Il n'est pas obligatoire de voyager loin pour contempler la nature. Elle est là, dans nos jardins, dans les prés ou forêts près de chez nous ou dans tous petits carrés végétaux des villes : vous étiez-vous posé la question de savoir comment les bourdons ou abeilles collectaient le pollen (par l'électricité statique) ? Aviez-vous imaginé que des petits insectes nommés membracides communiquaient entre eux, par des vibrations transportées par les végétaux ? Que ces vibrations sont réceptionnées par des équivalents de notre tympan ? Que les têtards des rainettes éclosent et sortent de leurs oeufs prématurément quand ils sont proches d'être mangés par un serpent ?
Le bec du bécasseau, la tête des requins marteaux et poissons-scies ou la paume d'une loutre ont en commun une sensibilité hors du commun leur permettant de détecter les proies invisibles. Nous n'avons pas évoqué les poissons chats dont la peau entière est une ode à la gustation identique aux bouts des pattes des papillons, ou la ligne latérale des poissons qui s'apparente à un toucher à distance.
Nous attirons aussi l'attention sur les parties concernant nos animaux de compagnies et notamment le chien dont la truffe serait sensible aux infrarouges ou que les fentes latérales des narines permettent de faire circuler davantage de molécules odorantes à chaque respiration, et qui montrent que nous, vétérinaires, n'accordons pas suffisamment d'importance aux recherches en éthologie ou en biologie des sens.

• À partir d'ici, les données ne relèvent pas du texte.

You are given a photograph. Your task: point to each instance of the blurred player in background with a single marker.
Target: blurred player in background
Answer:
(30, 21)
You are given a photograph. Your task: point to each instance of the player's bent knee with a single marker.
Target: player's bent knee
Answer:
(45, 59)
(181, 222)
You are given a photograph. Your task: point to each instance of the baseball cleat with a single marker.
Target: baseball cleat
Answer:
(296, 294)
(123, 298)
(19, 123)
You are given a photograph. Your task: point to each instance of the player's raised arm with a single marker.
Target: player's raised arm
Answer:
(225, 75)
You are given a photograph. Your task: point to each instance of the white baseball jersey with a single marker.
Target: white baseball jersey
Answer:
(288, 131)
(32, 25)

Ed Young n'a pas écrit seulement un livre d'anecdotes ou une compilation de vignettes biologiques. Il écrit pour accroître la curiosité des lecteurs, pour susciter de l'étonnement, une envie de mieux connaître et de respecter le vivant, une appétence pour comprendre de l'intérieur un autre, et en conséquence de mieux apprécier les besoins de chaque espèce.

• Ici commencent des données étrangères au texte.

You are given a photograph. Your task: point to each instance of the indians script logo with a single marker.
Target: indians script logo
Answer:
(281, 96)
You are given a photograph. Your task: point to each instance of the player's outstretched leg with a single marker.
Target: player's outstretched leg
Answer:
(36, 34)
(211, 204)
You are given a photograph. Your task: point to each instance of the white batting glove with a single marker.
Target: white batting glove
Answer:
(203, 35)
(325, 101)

La mer, contrairement à ce qu'écrivait le commandant Cousteau, n'est pas un monde du silence. Elle devient malheureusement un monde trop bruyant au travers du transport maritime ou des besoins militaires. La terre n'est plus qu'un archipel pour la nature et ses habitants, nous déconnectant des autres espèces et effritant la résilience des vivants.

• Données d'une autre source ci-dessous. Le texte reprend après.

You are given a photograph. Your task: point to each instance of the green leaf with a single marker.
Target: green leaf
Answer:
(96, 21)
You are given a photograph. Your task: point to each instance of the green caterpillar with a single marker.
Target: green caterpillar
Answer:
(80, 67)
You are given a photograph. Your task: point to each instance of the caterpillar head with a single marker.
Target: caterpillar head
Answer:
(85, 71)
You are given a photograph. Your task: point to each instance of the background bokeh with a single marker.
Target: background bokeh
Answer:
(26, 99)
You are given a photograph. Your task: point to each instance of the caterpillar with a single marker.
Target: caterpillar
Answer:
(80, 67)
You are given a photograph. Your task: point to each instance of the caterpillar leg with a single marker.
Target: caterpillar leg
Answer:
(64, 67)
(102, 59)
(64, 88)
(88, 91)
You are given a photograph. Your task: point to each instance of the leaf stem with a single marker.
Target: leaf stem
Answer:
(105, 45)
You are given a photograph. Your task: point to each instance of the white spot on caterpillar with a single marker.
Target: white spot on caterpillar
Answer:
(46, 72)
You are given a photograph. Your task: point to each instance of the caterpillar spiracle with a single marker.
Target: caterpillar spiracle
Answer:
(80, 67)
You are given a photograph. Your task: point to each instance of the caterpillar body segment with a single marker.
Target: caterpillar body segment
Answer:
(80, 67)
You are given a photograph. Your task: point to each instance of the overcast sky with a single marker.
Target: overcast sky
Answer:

Ed Young écrit : « La pollution affectant nos sens est la pollution de la déconnexion. Elle nous détache du cosmos. Elle noie les stimulus qui relient les animaux au monde autour d'eux et aux autres animaux. En rendant la planète plus lumineuse et plus bruyante, nous l'avons fragmentée. En rasant les forêts pluviales et en blanchissant les récifs coralliens, nous mettons en danger les environnements sensoriels. Cela doit cesser. Nous devons préserver le calme et sauver la nuit ».
Le monde est immense. Agrandissons le monde en agrandissant nos connaissances. Grandissons-nous en prenant conscience de nos limites. Ne rétrécissons pas ce qui existe et honorons chaque Umwelt et le global Umwelten.